Majority of UK pension firms have ‘inadequate’ climate plans

The majority of major UK pension providers have inadequate climate plans in place, risking billions of pounds by failing to tackle deforestation or to phase-out financial support for fossil fuels.

Majority of UK pension firms have ‘inadequate’ climate plans

The Climate Action Report – developed by sustainability research provider Profundo in partnership with green pensions campaign Make My Money Matter – has found that most of the UK’s major pension providers are failing on climate action.

Published on Wednesday (21 February), the report assessed and ranked the public climate strategies of the UK’s 20 largest workplace providers. Collectively, these firms account for more than £500bn in assets, and have more than 15 million active members.

Ranked on commitments to 1.5C pathways, disclosure of carbon emissions, target-setting investment plans, nature and fossil fuel phase-outs, not one provider was deemed to be taking a leadership role in climate action.

This lack of action has sparked concerns that pension providers are funneling investments into initiatives that fail to respond to the climate crisis, putting billions of pounds at risk.
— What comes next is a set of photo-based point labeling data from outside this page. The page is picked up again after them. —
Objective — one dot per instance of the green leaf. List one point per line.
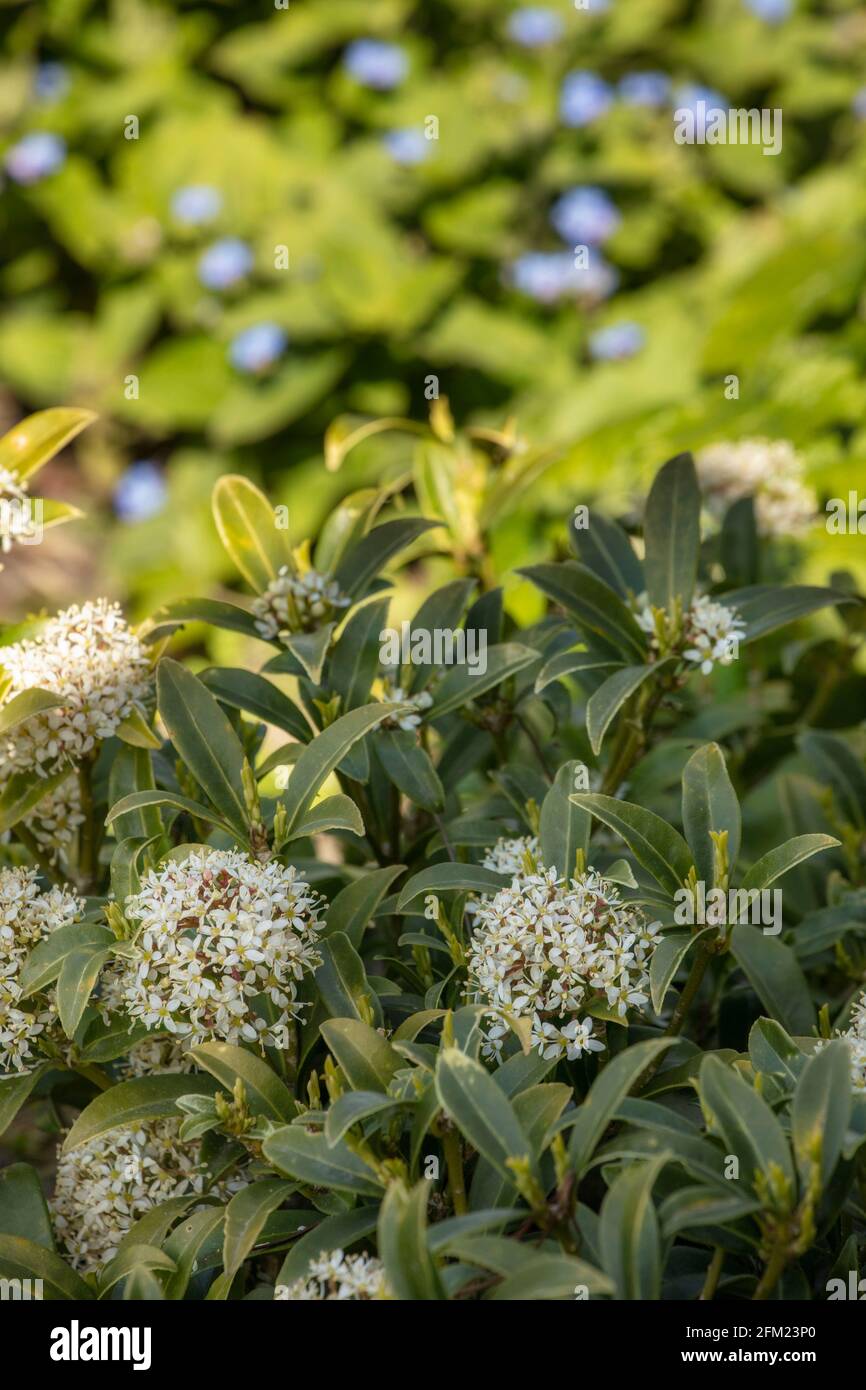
(353, 905)
(565, 827)
(409, 767)
(609, 698)
(22, 1258)
(628, 1232)
(310, 1159)
(246, 524)
(266, 1093)
(594, 605)
(709, 802)
(462, 683)
(451, 877)
(367, 1059)
(744, 1121)
(29, 444)
(822, 1109)
(256, 695)
(605, 1096)
(786, 856)
(245, 1218)
(129, 1102)
(480, 1109)
(22, 1207)
(24, 706)
(672, 534)
(402, 1241)
(363, 560)
(77, 982)
(205, 740)
(773, 972)
(655, 844)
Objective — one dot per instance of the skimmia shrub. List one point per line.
(517, 955)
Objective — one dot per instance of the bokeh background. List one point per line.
(227, 224)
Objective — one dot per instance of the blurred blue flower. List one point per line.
(224, 263)
(548, 277)
(50, 82)
(584, 96)
(645, 88)
(376, 64)
(770, 10)
(141, 492)
(534, 27)
(196, 205)
(585, 216)
(407, 146)
(257, 348)
(617, 342)
(34, 157)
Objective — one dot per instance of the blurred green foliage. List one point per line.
(385, 271)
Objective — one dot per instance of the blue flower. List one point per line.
(50, 82)
(548, 277)
(257, 348)
(584, 96)
(225, 263)
(141, 492)
(376, 64)
(770, 10)
(645, 88)
(617, 342)
(35, 157)
(406, 146)
(585, 216)
(534, 27)
(196, 205)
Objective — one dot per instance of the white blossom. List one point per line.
(104, 1186)
(546, 948)
(298, 603)
(335, 1276)
(27, 916)
(213, 931)
(100, 670)
(766, 469)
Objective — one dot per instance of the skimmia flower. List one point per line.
(546, 948)
(27, 916)
(768, 470)
(100, 670)
(214, 931)
(103, 1187)
(298, 603)
(335, 1276)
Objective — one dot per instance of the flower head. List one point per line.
(104, 1186)
(214, 931)
(27, 916)
(298, 603)
(768, 470)
(338, 1276)
(546, 948)
(95, 665)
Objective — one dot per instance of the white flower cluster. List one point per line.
(335, 1276)
(298, 603)
(216, 930)
(27, 916)
(548, 947)
(510, 855)
(103, 1187)
(396, 695)
(766, 469)
(712, 631)
(91, 659)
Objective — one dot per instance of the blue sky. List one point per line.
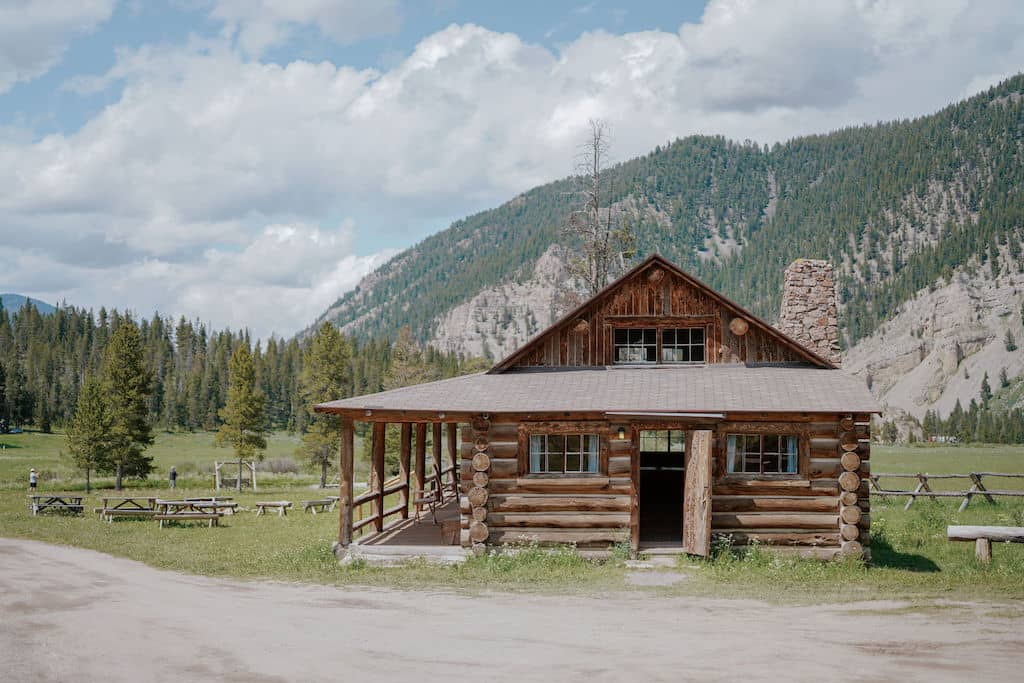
(248, 161)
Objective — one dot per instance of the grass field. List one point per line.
(911, 557)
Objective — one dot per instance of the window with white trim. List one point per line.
(762, 454)
(636, 345)
(563, 454)
(683, 345)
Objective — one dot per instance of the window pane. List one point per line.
(556, 462)
(536, 449)
(678, 441)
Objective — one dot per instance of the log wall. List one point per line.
(651, 298)
(824, 509)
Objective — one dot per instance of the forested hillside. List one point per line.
(895, 206)
(44, 359)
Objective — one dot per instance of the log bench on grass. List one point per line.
(325, 505)
(983, 537)
(281, 506)
(110, 513)
(213, 517)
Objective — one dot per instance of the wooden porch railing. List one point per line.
(360, 520)
(925, 491)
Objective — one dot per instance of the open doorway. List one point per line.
(663, 454)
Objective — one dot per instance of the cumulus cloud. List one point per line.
(34, 34)
(210, 162)
(258, 25)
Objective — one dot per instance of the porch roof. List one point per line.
(718, 388)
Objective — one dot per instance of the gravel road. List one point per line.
(73, 614)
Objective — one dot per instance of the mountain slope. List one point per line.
(898, 207)
(12, 302)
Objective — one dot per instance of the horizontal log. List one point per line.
(543, 503)
(620, 465)
(773, 504)
(560, 520)
(818, 520)
(562, 485)
(500, 536)
(785, 538)
(1006, 534)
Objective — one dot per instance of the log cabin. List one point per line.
(657, 414)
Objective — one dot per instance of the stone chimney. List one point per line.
(809, 307)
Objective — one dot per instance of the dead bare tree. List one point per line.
(601, 228)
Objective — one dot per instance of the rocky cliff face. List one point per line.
(940, 345)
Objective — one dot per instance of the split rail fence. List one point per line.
(924, 489)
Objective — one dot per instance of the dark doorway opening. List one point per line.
(662, 470)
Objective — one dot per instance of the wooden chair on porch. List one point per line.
(432, 498)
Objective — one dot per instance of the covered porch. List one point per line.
(414, 513)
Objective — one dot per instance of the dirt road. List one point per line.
(70, 614)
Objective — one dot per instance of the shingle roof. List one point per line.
(718, 387)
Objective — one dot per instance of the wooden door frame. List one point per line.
(686, 425)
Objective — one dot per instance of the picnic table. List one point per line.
(323, 504)
(281, 506)
(196, 510)
(126, 506)
(56, 502)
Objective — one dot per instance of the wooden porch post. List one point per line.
(345, 482)
(453, 436)
(404, 455)
(377, 474)
(421, 460)
(437, 452)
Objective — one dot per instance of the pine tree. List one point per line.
(326, 376)
(128, 384)
(89, 431)
(244, 416)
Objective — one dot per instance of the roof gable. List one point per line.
(657, 292)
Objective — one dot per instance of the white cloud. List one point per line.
(258, 25)
(212, 175)
(34, 34)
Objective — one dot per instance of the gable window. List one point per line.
(683, 345)
(761, 454)
(639, 345)
(563, 454)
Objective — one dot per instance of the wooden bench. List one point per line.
(983, 537)
(110, 513)
(281, 506)
(325, 505)
(213, 517)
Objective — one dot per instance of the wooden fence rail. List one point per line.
(392, 485)
(925, 491)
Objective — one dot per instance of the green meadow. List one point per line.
(911, 558)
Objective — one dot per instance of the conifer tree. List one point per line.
(89, 431)
(244, 416)
(128, 382)
(326, 376)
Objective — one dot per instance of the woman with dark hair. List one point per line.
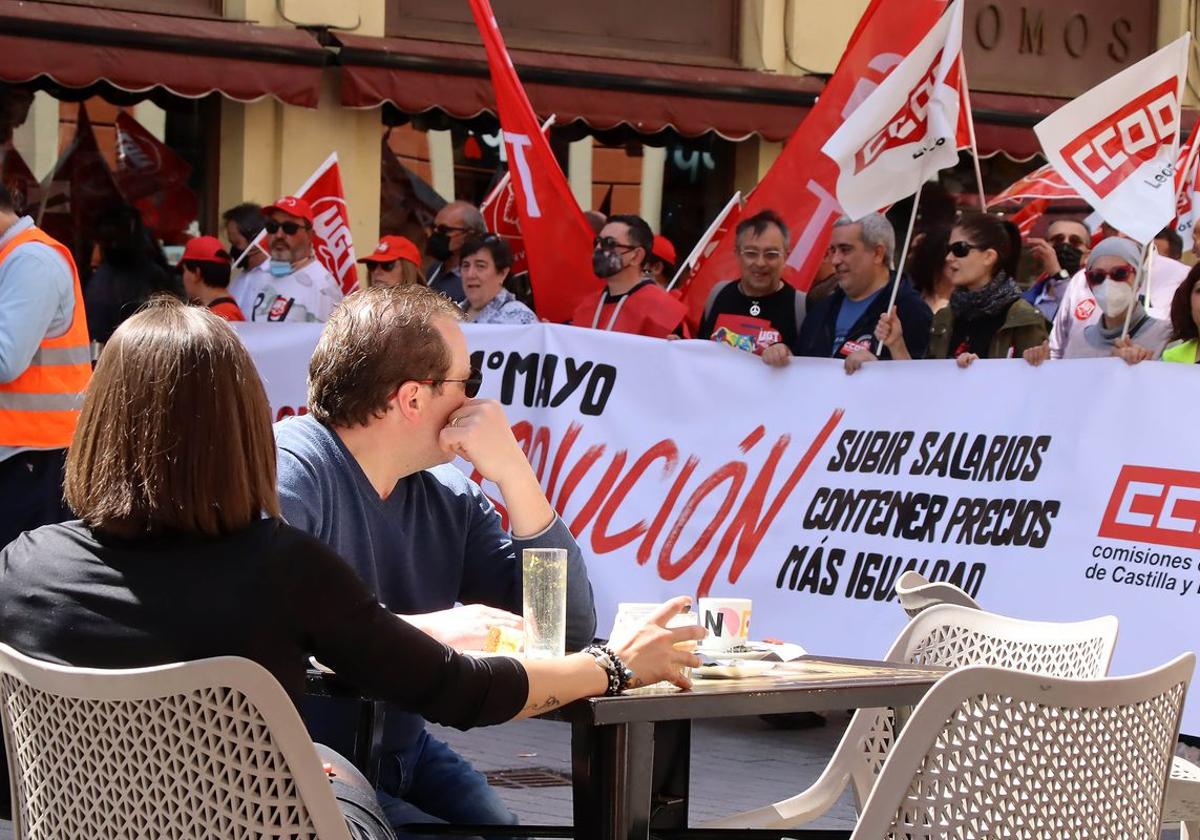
(485, 263)
(180, 553)
(927, 268)
(987, 317)
(1186, 321)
Make My Money Matter’s co-founder Richard Curtis said: “Climate leadership is not just important for the planet – it’s popular too. But the fact that 17  of the UK’s top 20 providers have inadequate or poor climate plans tells you all you need to know about how seriously the industry is taking this issue.

“The public will rightly be worried about these results, and we hope this ranking acts as an urgent wake up call for the pensions industry to up its game on climate change. In doing so they can help protect the planet and provide savers with pensions they can be proud of.”
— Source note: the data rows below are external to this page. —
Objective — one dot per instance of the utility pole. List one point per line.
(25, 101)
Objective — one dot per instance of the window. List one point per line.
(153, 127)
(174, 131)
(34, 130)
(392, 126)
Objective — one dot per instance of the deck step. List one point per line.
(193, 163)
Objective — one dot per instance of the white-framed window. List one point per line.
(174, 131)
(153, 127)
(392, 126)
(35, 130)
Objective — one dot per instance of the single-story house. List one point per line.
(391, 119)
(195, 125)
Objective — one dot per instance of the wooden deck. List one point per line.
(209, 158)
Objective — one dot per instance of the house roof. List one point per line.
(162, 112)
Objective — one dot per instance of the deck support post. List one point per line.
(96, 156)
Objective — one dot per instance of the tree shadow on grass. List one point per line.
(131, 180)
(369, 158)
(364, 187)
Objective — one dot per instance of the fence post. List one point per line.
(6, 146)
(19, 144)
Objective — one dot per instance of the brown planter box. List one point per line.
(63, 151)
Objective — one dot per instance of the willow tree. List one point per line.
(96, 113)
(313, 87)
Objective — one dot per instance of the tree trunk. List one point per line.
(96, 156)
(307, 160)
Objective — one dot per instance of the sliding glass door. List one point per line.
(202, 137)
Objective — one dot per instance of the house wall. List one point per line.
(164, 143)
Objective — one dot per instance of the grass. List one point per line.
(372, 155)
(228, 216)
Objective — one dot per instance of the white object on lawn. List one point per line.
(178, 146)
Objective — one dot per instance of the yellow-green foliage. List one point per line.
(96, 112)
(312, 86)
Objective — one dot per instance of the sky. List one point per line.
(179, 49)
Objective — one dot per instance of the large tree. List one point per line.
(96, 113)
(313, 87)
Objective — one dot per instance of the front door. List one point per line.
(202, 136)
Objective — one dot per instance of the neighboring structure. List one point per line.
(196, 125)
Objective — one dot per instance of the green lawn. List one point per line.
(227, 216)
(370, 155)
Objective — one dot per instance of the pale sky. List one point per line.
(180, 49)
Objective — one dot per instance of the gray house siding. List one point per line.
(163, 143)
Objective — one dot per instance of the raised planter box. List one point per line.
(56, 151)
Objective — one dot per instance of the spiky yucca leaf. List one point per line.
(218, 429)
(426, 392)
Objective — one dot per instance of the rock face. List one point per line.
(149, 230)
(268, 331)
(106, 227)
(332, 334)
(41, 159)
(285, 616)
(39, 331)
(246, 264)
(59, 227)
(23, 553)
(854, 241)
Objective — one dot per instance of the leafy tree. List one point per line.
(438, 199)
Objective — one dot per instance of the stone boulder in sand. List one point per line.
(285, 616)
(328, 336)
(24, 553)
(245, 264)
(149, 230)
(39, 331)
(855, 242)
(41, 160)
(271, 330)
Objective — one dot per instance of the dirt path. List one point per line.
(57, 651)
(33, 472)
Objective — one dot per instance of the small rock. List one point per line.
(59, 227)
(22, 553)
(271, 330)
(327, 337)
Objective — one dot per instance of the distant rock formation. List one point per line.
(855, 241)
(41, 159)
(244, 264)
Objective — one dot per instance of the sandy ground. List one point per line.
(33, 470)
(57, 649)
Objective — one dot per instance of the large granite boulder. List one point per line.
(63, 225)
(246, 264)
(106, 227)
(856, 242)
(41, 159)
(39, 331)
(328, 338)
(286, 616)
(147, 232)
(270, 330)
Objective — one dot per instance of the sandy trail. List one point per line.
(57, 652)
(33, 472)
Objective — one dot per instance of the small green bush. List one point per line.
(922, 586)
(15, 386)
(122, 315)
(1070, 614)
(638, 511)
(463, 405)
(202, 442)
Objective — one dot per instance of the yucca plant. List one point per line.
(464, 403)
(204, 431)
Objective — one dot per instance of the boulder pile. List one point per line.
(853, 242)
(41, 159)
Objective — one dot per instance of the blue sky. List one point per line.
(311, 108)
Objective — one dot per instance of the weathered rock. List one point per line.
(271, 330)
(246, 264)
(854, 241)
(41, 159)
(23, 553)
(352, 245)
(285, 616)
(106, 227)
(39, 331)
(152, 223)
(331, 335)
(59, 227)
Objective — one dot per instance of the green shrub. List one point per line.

UK-based pension schemes have more than £88bn invested in fossil fuel firms, the equivalent of £3,000 per pension policyholder.

Of the 20 leading providers examined in the latest report, only Aviva, Legal & General and Nest were found to have ‘adequate’ plans in place. In total, 13 providers, including Royal London, Prudential and Standard Life – have plans deemed inadequate. Mercer, Hargreaves Lansdown, The People’s Pension and SEI, who manage the pensions of more than two million savers collectively, were named as the worst four performing organisations.

Ongoing trend

Last year, research from the Economics of Energy Innovation and System Transition (EEIST) project, led by the University of Exeter, found that current net-zero transition models used by pension funds assume that existing climate-related trends will continue gradually, but fail to account for various “tipping points” that could trigger severe climate and ecological breakdown.

Tipping points could also deliver positive disruptions, such as the rapid development of new green markets. Nonetheless, pension funds are failing to examine many of the risks and opportunities of the net-zero transition.

Additionally, research from Carbon Tracker found that widespread reliance on “flawed research” means that investment decisions today are ignoring the economic and physical effects of a changing climate. As a result, pension funds are risking the retirement savings of millions of people.